Edward Bulwer-lytton, Lord Lytton, the renowned English novelist, poet and dramatist, was born in London, May 25, 1803, and died in Torquay, January 18, 1873. Among his famous novels are: “Eugene Aram,” “Pelham,” “Last Days of Pompeii,” “Pilgrims of the Rhine,” “Last of the Barons,” “Ernest Maltravers,” “A Strange Story,” “Rienzi,” “Devereux,” “Falkland,” “Harold,” “The Coming Race,” “The Caxtons,” and three noted dramas, “Money,” “Richelieu,” and “The Lady of Lyons.”

I rarely read any Latin, Greek, German, Italian, sometimes not a French book, in the original, which I can procure in a good version. I like to be beholden to the great metropolitan English speech, the sea which receives tributaries from every region under heaven. I should as soon think of swimming across Charles River when I wish to go to Boston, as of reading all my books in originals when I have them rendered for me in my mother tongue.

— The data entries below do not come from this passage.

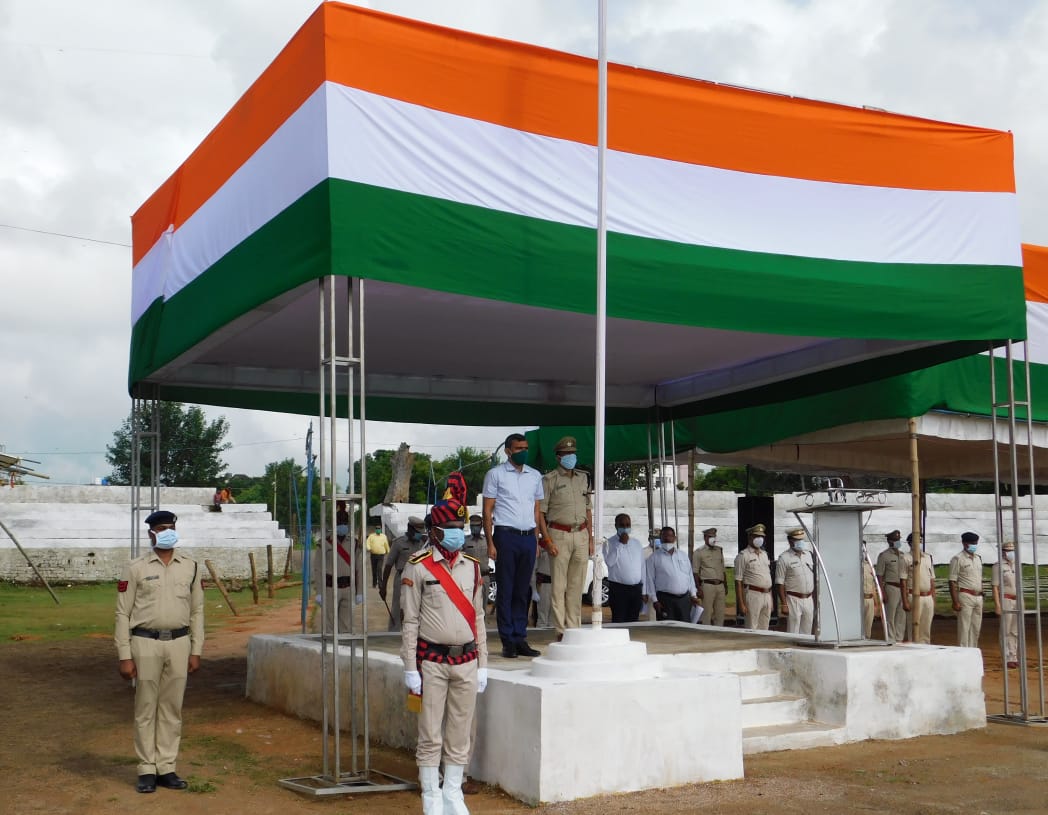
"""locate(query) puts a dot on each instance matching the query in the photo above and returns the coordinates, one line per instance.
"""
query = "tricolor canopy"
(759, 245)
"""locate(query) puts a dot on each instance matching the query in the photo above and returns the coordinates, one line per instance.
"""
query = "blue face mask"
(454, 540)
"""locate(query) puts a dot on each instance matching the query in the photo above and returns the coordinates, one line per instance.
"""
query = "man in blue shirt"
(511, 518)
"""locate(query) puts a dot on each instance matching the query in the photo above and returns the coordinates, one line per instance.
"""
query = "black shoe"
(526, 651)
(172, 782)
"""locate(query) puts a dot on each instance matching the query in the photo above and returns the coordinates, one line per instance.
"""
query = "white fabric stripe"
(290, 162)
(377, 140)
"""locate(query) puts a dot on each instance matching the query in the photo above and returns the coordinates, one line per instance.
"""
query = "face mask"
(454, 538)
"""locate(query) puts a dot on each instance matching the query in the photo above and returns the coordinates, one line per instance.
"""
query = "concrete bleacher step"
(794, 735)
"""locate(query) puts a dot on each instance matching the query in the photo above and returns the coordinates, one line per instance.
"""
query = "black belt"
(154, 634)
(514, 531)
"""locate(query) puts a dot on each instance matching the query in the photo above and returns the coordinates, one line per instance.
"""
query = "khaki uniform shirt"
(429, 613)
(751, 568)
(566, 497)
(925, 573)
(152, 595)
(795, 572)
(708, 564)
(965, 570)
(378, 544)
(894, 566)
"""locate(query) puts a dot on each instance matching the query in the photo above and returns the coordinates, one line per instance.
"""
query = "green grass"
(87, 610)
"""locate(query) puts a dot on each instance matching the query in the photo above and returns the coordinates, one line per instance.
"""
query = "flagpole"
(602, 296)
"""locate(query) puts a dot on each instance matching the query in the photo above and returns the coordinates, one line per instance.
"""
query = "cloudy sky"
(100, 102)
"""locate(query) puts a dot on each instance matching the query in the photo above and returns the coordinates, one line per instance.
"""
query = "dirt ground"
(65, 747)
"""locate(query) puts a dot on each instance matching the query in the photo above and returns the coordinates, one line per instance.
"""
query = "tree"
(191, 447)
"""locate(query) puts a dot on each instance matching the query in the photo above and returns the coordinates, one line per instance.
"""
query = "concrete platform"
(743, 691)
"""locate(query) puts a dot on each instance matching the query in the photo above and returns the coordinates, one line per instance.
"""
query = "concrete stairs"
(772, 719)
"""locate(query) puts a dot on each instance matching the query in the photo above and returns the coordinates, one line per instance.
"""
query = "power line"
(64, 235)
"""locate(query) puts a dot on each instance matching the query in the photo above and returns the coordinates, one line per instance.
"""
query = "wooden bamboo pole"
(255, 578)
(221, 588)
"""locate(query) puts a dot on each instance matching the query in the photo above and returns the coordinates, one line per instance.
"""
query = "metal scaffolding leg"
(342, 376)
(1009, 511)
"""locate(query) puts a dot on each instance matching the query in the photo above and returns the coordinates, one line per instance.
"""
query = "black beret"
(161, 516)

“Books,”—Ralph Waldo Emerson.

Ralph Waldo Emerson, the famous American philosopher, essayist and poet, was born in Boston, May 25, 1803, and died at Concord, Mass., April 27, 1882. He wrote: “The American Scholar,” “Man the Reformer,” “Nature,” “The Young American,” “The Conduct of Life,” “Letters and Social Aims,” “Tribute to Walter Scott,” “Society and Solitude,” “Representative Men,” “Miscellanies,” “Essays,” “Poems,” “May Day and Other Pieces,” etc.

Satire should, like a polished razor keen,
Wound with a touch that’s scarcely felt or seen.

“To the Imitator of the First Satire of Horace,” Book ii,—Mary Wortley Montagu.

Mary Wortley, Lady Montagu, a celebrated English letter-writer, was born at Thoresby, Notts, May 26, 1689, and died in England, August 21, 1762. Her “Letters” won for her great literary fame.

In the beauty of the lilies Christ was born across the sea, With a glory in His bosom that transfigures you and me; As He died to make men holy, let us die to make men free.

“Battle Hymn of the Republic,”—Julia Ward Howe.

Julia Ward Howe, a famous American poet, essayist, lecturer, biographer, and writer of travels, was born in New York, May 27, 1819, and died in 1910. Among her works are: “Life of Margaret Fuller,” “Trip to Cuba,” “Sex and Education,” “The World’s Own,” “Later Lyrics,” “From the Oak to the Olive,” and her celebrated “Battle Hymn of the Republic.”